Wednesday, September 14, 2011

The Controlling & Mistrustful Spouse


From Richard P. Fitzgibbons

Men and women experience great happiness and joy when they find someone to whom they can entrust themselves. This happiness can last in some couples for a lifetime. However, most couples experience conflicts which can temporarily weaken their safe feeling or ability to trust. When trust diminishes, emotional walls unconsciously go up which then limit giving and receiving love. Subsequently, spouses feel less happy and may experience loneliness and irritability toward their spouse. This type of stress also can lead to transitory tendencies to control or to withdraw. Fortunately, damage to trust can be resolved if promptly addressed through a process of understanding, forgiving, seeing the good in one's spouse, and re-committing to trust and to love again.

In contrast to these transitory stresses on marital trust are the serious difficulties which arise when a spouse manifests ongoing controlling and disrespectful behaviors. Unfortunately, not a small number of spouses today bring into their marriages strong selfishness, deep unconscious trust wounds from hurts with a parent or the serious weakness of modeling after a controlling parent which lead them to act in a controlling manner.

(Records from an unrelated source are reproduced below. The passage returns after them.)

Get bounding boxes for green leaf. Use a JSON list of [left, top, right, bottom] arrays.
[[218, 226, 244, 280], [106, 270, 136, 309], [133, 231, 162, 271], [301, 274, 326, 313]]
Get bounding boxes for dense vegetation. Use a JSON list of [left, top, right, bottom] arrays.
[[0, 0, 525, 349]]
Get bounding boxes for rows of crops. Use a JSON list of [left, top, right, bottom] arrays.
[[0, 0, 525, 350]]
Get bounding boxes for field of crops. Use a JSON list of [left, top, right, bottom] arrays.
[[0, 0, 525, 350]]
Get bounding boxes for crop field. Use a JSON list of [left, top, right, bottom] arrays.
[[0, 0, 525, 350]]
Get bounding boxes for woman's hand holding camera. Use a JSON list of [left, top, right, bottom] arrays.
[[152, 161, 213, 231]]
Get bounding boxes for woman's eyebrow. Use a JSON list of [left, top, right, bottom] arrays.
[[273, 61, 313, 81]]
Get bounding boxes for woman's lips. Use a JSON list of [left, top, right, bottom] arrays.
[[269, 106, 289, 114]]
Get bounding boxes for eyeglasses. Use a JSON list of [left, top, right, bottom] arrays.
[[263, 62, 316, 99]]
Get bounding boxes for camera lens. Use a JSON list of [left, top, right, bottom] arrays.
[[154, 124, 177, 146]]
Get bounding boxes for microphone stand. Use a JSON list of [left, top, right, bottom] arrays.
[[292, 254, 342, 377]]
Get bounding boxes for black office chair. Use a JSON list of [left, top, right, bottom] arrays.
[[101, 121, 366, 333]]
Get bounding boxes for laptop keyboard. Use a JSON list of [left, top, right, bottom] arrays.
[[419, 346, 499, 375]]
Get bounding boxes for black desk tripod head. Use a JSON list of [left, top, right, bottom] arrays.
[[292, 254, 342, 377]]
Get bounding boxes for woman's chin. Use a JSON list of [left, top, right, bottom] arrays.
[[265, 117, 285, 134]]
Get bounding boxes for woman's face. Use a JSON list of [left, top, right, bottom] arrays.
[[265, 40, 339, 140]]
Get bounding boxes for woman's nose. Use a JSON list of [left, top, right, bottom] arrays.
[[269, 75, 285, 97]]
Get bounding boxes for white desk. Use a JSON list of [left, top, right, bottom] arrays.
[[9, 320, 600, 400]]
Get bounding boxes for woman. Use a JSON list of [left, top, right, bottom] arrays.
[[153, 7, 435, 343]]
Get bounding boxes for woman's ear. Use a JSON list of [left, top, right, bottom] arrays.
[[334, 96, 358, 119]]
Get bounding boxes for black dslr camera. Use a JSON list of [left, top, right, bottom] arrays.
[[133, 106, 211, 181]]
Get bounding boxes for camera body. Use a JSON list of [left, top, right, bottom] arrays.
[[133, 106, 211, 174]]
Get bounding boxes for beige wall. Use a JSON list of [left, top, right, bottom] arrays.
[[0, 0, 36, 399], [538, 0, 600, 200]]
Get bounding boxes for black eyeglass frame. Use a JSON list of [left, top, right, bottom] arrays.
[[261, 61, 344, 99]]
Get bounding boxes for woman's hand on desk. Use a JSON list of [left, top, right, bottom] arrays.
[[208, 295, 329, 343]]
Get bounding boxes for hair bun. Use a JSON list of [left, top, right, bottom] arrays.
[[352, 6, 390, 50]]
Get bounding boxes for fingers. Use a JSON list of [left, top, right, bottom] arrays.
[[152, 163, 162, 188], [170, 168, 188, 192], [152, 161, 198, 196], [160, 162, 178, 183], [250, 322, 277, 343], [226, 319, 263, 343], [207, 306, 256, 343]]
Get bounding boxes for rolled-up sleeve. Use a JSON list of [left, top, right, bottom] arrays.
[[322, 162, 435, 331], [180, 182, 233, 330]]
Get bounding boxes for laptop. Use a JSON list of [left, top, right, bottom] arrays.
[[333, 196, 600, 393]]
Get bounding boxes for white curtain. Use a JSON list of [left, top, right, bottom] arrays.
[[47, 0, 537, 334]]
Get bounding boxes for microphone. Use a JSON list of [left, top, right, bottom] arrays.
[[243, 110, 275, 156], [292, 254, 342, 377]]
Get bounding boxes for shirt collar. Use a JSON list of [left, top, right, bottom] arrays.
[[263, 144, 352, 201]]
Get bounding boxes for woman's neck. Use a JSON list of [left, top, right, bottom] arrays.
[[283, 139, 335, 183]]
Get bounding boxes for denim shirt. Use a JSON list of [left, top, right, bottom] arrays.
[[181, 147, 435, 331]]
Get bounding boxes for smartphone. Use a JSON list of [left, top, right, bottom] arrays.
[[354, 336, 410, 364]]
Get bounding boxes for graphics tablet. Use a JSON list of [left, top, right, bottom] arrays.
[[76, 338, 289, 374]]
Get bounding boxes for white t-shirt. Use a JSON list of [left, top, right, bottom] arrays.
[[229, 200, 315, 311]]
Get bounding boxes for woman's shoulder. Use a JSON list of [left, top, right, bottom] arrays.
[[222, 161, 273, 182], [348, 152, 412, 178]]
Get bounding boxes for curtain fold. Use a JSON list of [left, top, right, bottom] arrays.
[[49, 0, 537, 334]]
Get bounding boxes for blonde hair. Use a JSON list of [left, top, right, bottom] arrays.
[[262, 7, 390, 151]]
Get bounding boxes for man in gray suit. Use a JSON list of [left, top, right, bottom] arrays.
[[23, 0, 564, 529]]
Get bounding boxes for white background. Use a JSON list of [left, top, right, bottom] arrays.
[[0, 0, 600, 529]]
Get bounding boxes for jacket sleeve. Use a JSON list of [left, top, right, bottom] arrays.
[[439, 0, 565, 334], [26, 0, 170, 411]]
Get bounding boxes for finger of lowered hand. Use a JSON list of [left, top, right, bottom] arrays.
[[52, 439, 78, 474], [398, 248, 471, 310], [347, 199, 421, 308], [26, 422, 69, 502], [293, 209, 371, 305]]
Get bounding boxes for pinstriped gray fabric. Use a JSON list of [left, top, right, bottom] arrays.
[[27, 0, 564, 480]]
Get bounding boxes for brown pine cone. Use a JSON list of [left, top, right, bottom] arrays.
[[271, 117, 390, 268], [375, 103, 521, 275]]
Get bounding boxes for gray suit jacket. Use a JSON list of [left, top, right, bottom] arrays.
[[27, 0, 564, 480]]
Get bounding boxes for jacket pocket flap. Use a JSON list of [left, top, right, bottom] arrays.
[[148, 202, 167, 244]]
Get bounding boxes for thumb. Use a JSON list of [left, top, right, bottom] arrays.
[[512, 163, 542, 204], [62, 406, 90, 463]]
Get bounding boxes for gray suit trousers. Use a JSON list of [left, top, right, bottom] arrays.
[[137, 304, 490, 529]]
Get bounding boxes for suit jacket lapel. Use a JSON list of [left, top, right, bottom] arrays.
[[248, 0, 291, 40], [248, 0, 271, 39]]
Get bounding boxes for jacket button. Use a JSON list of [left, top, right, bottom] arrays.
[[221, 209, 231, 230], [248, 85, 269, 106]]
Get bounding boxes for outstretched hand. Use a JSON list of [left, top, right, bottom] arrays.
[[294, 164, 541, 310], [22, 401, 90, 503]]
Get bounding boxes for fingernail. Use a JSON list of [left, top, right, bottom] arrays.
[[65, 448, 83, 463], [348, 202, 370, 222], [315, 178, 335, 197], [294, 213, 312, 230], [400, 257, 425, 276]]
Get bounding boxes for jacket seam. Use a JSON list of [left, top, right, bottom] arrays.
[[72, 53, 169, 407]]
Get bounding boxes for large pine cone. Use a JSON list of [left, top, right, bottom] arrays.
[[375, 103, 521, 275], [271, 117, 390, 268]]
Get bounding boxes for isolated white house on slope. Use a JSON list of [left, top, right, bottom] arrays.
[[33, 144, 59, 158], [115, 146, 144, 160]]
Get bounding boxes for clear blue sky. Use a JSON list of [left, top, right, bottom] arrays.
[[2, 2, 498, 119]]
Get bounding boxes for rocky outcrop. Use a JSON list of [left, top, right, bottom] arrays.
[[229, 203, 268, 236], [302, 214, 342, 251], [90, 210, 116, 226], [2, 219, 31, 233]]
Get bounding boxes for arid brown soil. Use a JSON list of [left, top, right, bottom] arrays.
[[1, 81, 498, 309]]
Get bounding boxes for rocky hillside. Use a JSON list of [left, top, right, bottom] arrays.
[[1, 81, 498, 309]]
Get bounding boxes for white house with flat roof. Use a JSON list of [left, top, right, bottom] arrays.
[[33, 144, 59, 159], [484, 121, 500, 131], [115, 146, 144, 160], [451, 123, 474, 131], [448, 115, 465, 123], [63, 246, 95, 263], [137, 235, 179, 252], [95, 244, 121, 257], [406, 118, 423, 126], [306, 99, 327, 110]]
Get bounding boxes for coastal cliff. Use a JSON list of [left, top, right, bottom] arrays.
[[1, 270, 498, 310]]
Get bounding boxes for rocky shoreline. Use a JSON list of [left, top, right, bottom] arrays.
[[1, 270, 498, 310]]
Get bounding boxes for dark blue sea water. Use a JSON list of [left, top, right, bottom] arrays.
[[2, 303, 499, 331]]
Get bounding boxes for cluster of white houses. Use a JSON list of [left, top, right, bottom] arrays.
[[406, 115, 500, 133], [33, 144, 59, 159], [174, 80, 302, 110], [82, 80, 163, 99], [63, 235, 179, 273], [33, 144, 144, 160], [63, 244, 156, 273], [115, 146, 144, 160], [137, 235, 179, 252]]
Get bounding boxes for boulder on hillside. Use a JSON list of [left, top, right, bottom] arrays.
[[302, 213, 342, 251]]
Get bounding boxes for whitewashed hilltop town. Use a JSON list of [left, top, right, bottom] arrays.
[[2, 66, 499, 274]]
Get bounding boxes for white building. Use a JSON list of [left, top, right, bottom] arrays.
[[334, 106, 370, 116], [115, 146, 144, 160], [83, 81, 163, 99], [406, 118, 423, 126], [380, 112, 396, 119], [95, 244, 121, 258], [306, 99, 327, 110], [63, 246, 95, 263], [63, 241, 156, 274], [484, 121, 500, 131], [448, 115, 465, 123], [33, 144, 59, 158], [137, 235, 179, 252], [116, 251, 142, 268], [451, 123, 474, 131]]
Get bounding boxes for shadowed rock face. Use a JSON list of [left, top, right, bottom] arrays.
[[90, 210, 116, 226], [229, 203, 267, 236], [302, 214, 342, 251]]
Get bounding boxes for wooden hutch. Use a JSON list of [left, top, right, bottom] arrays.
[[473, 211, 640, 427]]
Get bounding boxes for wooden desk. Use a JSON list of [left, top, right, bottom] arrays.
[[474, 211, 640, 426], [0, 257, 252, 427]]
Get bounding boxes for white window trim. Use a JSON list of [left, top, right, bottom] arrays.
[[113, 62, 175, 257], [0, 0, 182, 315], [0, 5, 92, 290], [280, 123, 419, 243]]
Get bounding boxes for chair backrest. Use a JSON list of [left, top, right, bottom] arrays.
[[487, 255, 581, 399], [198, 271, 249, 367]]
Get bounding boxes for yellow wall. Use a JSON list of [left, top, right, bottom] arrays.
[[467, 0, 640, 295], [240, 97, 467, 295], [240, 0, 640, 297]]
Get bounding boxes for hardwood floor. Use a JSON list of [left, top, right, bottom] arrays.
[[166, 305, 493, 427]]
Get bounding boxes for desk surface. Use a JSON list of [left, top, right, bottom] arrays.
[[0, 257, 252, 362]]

The tendency to control a spouse can emerge slowly in response to hurts or character weaknesses or it can be present at the very beginning of a marriage. This serious personality conflict creates a great deal of tension and unhappiness in a married life. The Catechism of the Catholic Church, n. 1606, speaks to this challenge, "Their (marital) union has always been threatened by discord, a spirit of domination, infidelity, jealousy, and conflicts that can scale into hatred and separation."

The ability to trust, that is. to feel safe and secure with one's spouse, is the foundation for giving love as well as for receiving love. Without a strong foundation in trust or without attending to and maintaining trust, a rift can develop in marriages and families. Therefore, trust needs be protected and strengthened at every stage of married life.

Let's look at weaknesses in trusting, which are often unconscious, which are a major cause for controlling behaviors. However, in our clinical experience the most common cause is selfishness. The more a spouse gives into selfishness, the greater the drive to have everything go one's own way and the greater the lack of respect shown to one's spouse.